Embeddings can encode biases present in the training corpus — debiasing mechanisms exist.
Document Classification with Naive Bayes
Naive Bayes assumes all features (words) are conditionally independent given the class:
P(y=yⱼ | x=xᵢ) ∝ P(y=yⱼ) · ∏ₖ P(xₖ=xₖᵢ | y=yⱼ)
The prior P(y=yⱼ) is the relative class frequency in training data. Despite the independence assumption being usually wrong, Naive Bayes is competitive with more sophisticated methods.
Semantic Networks
Semantic networks represent knowledge as directed graphs — concepts as nodes, relations as edges. Inference propagates through the graph via inheritance.
Arc types:
InstanceOf— individual is an instance of a classSubclassOf— one class is a subclass of anotherPartOf— part-whole relationships- Descriptive arcs — domain-specific properties and relations
Inference mechanisms:
- Property inheritance: follow
InstanceOfandSubclassOfarcs upward to find property values. The nearest node's value takes precedence. - Intersection search: activate two concepts, spread activation outward, find where paths meet
- Query matching: represent the query as a graph, search for matching fragments in the knowledge base
Semantic Web and SPARQL
SPARQL queries RDF knowledge bases (like Wikidata) using a structure similar to SQL:
SELECT ?person
WHERE {
?person a dbo:Scientist .
?person dbo:birthPlace dbr:Spain .
FILTER (?birthYear > 1980)
}
ORDER BY ASC(?birthYear)
LIMIT 10
Key constructs: FILTER for conditions, OPTIONAL for left-joins, UNION for combining queries, GROUP BY for aggregation.
Ontologies
An ontology is a formal representation of knowledge in a domain. Components:
- Classes/concepts — types of entities
- Properties/roles — relationships between entities
- Instances/individuals — concrete entities
OWL (Web Ontology Language)
OWL uses open world reasoning — absence of a fact doesn't mean it's false (unlike backward chaining's closed world assumption).
Key constructors:
| Constructor | Example | Meaning |
|---|---|---|
| AND | Dog and Friendly | Dogs that are friendly |
| OR | Dog or Cat | Dogs and cats |
| NOT | not Friendly | Non-friendly entities |
| EXISTS | hasPet some Dog | Has at least one dog |
| FOR ALL | hasPet only Dog | Has only dogs |
| CARDINALITY | hasPet exactly 1 | Has exactly one pet |
Axiom types: subclassof, equivalent, disjoint for classes; subpropertyof, equivalent for properties; concept and role assertions for individuals.

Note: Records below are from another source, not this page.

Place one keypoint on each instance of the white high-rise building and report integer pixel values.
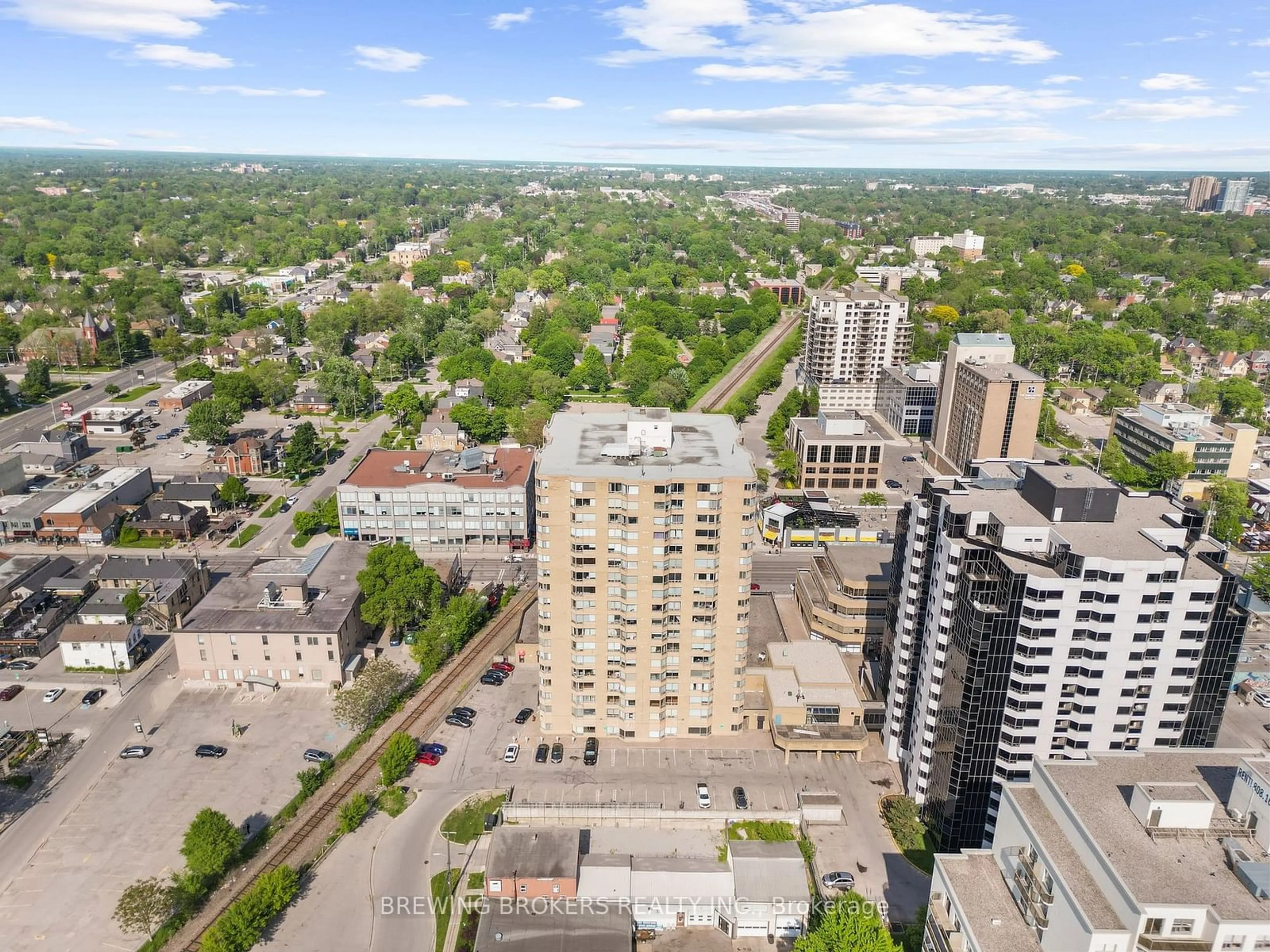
(1040, 612)
(853, 334)
(1118, 853)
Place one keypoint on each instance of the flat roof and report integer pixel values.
(703, 446)
(102, 485)
(398, 469)
(1164, 870)
(987, 907)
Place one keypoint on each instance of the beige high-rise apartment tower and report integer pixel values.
(647, 531)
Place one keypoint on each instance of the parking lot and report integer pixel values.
(130, 823)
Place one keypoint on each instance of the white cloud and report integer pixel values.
(1170, 110)
(797, 35)
(770, 73)
(251, 92)
(180, 56)
(557, 103)
(506, 21)
(119, 20)
(435, 101)
(388, 59)
(1174, 80)
(37, 124)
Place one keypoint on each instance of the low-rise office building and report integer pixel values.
(186, 395)
(111, 647)
(286, 621)
(437, 500)
(1114, 853)
(907, 398)
(110, 420)
(1223, 450)
(842, 597)
(836, 450)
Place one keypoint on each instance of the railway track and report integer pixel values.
(421, 713)
(741, 373)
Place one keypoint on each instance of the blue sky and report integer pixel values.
(994, 84)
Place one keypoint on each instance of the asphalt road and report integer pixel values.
(46, 414)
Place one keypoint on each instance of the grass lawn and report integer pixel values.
(249, 534)
(443, 885)
(272, 509)
(135, 393)
(468, 822)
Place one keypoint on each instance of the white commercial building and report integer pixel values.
(853, 334)
(1119, 853)
(1047, 617)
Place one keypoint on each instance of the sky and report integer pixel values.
(1119, 84)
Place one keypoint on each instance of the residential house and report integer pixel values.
(312, 403)
(167, 518)
(249, 456)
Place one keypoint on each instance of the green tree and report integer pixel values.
(145, 905)
(302, 450)
(211, 845)
(37, 382)
(210, 420)
(850, 925)
(397, 758)
(1229, 503)
(234, 491)
(1164, 466)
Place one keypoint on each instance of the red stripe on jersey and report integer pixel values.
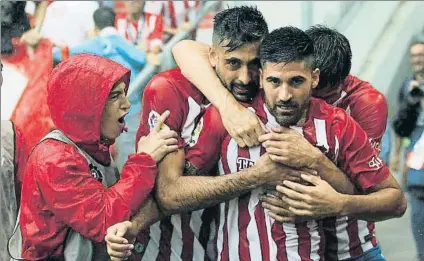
(331, 242)
(262, 230)
(322, 243)
(279, 237)
(304, 241)
(371, 228)
(355, 248)
(225, 254)
(188, 237)
(165, 240)
(244, 216)
(143, 238)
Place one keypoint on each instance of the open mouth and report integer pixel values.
(122, 119)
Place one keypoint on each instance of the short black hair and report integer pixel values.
(104, 17)
(333, 55)
(240, 25)
(287, 44)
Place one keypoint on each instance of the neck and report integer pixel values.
(134, 17)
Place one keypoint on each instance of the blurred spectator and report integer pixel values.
(409, 123)
(109, 44)
(170, 17)
(69, 23)
(413, 120)
(14, 22)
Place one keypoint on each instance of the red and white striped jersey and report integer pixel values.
(173, 14)
(349, 237)
(244, 232)
(185, 236)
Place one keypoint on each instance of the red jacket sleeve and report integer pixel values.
(21, 157)
(83, 203)
(359, 160)
(160, 95)
(205, 144)
(372, 116)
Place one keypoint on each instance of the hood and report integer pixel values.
(77, 92)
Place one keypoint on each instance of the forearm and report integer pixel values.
(199, 71)
(189, 193)
(148, 214)
(40, 14)
(378, 206)
(334, 176)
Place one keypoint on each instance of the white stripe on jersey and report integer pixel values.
(292, 242)
(315, 240)
(233, 213)
(194, 110)
(196, 225)
(176, 239)
(320, 130)
(152, 249)
(342, 238)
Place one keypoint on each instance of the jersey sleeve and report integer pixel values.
(205, 144)
(160, 95)
(357, 157)
(372, 117)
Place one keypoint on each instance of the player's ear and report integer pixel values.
(315, 78)
(261, 76)
(213, 56)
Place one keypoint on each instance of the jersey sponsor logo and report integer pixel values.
(244, 163)
(196, 133)
(153, 119)
(375, 163)
(375, 144)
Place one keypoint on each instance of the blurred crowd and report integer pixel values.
(38, 36)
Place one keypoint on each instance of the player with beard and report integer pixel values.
(244, 232)
(234, 56)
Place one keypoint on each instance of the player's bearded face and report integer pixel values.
(238, 70)
(116, 108)
(288, 89)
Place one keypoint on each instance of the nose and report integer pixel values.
(244, 75)
(285, 93)
(126, 105)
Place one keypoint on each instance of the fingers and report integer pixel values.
(273, 201)
(167, 134)
(313, 179)
(171, 148)
(161, 121)
(171, 141)
(296, 187)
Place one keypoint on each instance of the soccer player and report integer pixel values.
(348, 237)
(364, 103)
(287, 79)
(185, 236)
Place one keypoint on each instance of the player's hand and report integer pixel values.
(319, 200)
(394, 163)
(31, 37)
(242, 125)
(119, 240)
(274, 173)
(159, 142)
(276, 207)
(289, 147)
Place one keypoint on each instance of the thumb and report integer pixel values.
(161, 121)
(315, 180)
(122, 230)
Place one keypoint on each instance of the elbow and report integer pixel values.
(401, 207)
(167, 201)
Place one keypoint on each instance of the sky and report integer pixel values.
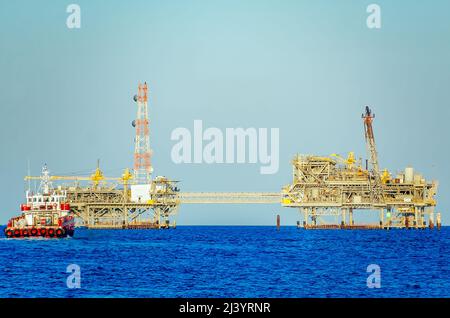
(305, 67)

Value partitions enable inference by exhaustion:
Spiciness equivalent Mild or Medium or Hot
disjoint(Mild, Medium, Hot)
If something is Spiciness but not Mild and not Medium, it must be Hot.

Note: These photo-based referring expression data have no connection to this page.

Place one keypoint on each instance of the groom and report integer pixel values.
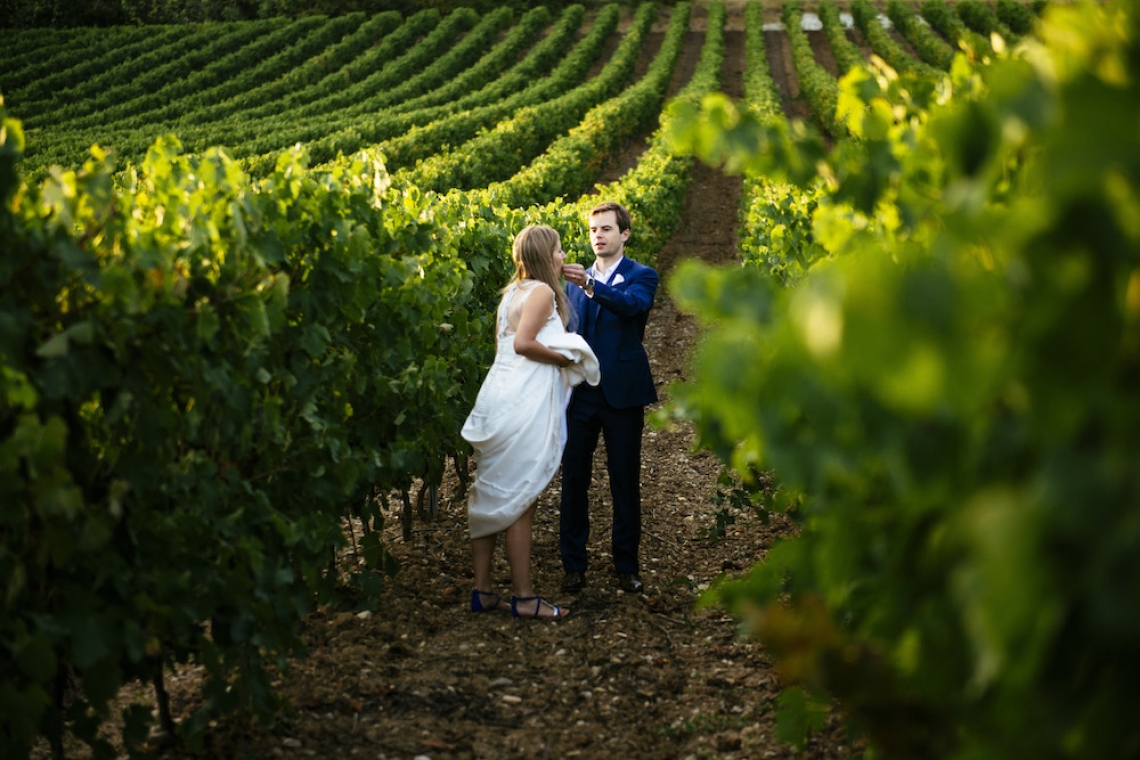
(612, 300)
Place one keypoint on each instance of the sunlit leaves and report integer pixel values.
(950, 389)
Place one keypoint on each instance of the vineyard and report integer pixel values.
(892, 491)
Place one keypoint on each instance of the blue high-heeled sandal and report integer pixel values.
(559, 612)
(477, 602)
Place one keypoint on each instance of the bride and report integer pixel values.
(518, 425)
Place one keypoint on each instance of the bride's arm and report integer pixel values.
(534, 316)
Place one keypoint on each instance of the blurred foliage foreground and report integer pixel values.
(950, 398)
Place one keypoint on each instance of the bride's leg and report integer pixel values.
(518, 552)
(518, 555)
(482, 552)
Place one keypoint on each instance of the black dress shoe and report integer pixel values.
(630, 583)
(573, 582)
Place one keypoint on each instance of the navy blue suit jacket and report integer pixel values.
(613, 325)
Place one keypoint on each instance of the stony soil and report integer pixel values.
(649, 676)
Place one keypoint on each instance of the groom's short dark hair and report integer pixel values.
(618, 210)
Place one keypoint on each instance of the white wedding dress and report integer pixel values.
(518, 425)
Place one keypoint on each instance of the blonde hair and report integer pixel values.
(534, 259)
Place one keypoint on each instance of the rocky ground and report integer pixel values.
(649, 676)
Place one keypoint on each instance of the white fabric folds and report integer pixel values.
(518, 425)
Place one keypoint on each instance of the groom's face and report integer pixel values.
(605, 237)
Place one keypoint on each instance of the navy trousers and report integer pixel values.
(588, 416)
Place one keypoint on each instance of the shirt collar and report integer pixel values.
(609, 272)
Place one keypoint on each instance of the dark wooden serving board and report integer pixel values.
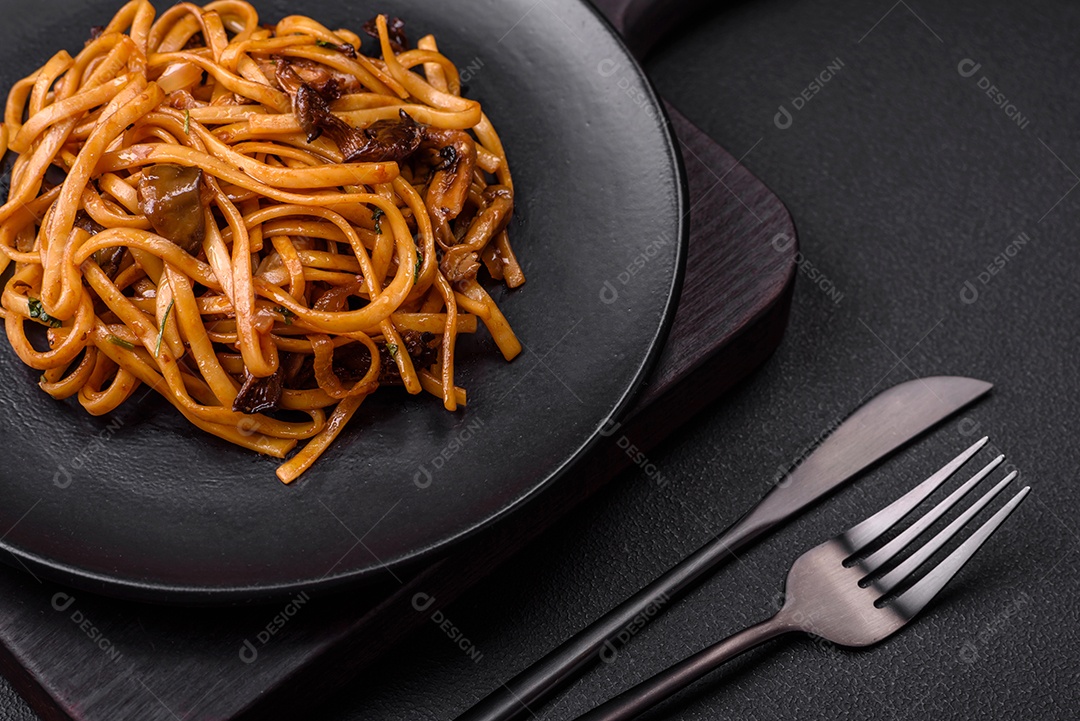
(78, 656)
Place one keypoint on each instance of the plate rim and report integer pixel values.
(174, 595)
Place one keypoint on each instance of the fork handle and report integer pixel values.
(666, 683)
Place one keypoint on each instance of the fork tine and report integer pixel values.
(915, 598)
(889, 551)
(889, 581)
(866, 531)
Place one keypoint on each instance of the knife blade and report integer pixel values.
(879, 426)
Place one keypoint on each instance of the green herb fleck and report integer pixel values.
(161, 330)
(38, 312)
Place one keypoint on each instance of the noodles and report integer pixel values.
(259, 222)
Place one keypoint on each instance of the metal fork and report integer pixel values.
(837, 590)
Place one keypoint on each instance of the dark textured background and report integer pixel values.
(905, 181)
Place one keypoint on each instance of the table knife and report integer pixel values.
(879, 426)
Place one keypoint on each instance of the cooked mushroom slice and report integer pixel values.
(389, 140)
(329, 83)
(461, 261)
(448, 188)
(172, 199)
(259, 395)
(107, 259)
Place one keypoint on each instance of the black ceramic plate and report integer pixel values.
(144, 505)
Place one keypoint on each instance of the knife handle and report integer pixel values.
(598, 640)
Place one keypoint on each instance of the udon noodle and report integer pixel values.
(262, 223)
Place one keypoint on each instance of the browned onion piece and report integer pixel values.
(172, 199)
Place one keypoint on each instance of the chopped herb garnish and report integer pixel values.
(161, 330)
(38, 312)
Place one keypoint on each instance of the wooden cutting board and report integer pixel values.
(82, 657)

Primitive class hierarchies are asserted; defined class hierarchies can be inferred.
Similarity Measures in Ontologies
Resnik similarity: based on information content — two concepts are similar if their most specific common ancestor is specific:
sim(A, B) = max_{C ⊆ A∩B} [−log p(C)]
Jaccard similarity: ratio of shared to total instances:
sim(A, B) = |A ∩ B| / |A ∪ B|
LCS-based distance: ratio of path to LCS vs. total path length:
sim(A, B) = ∂(root, C) / (∂(root, C) + ∂(C, A) + ∂(C, B))
where C = LCS(A, B) is the most specific concept more general than both A and B.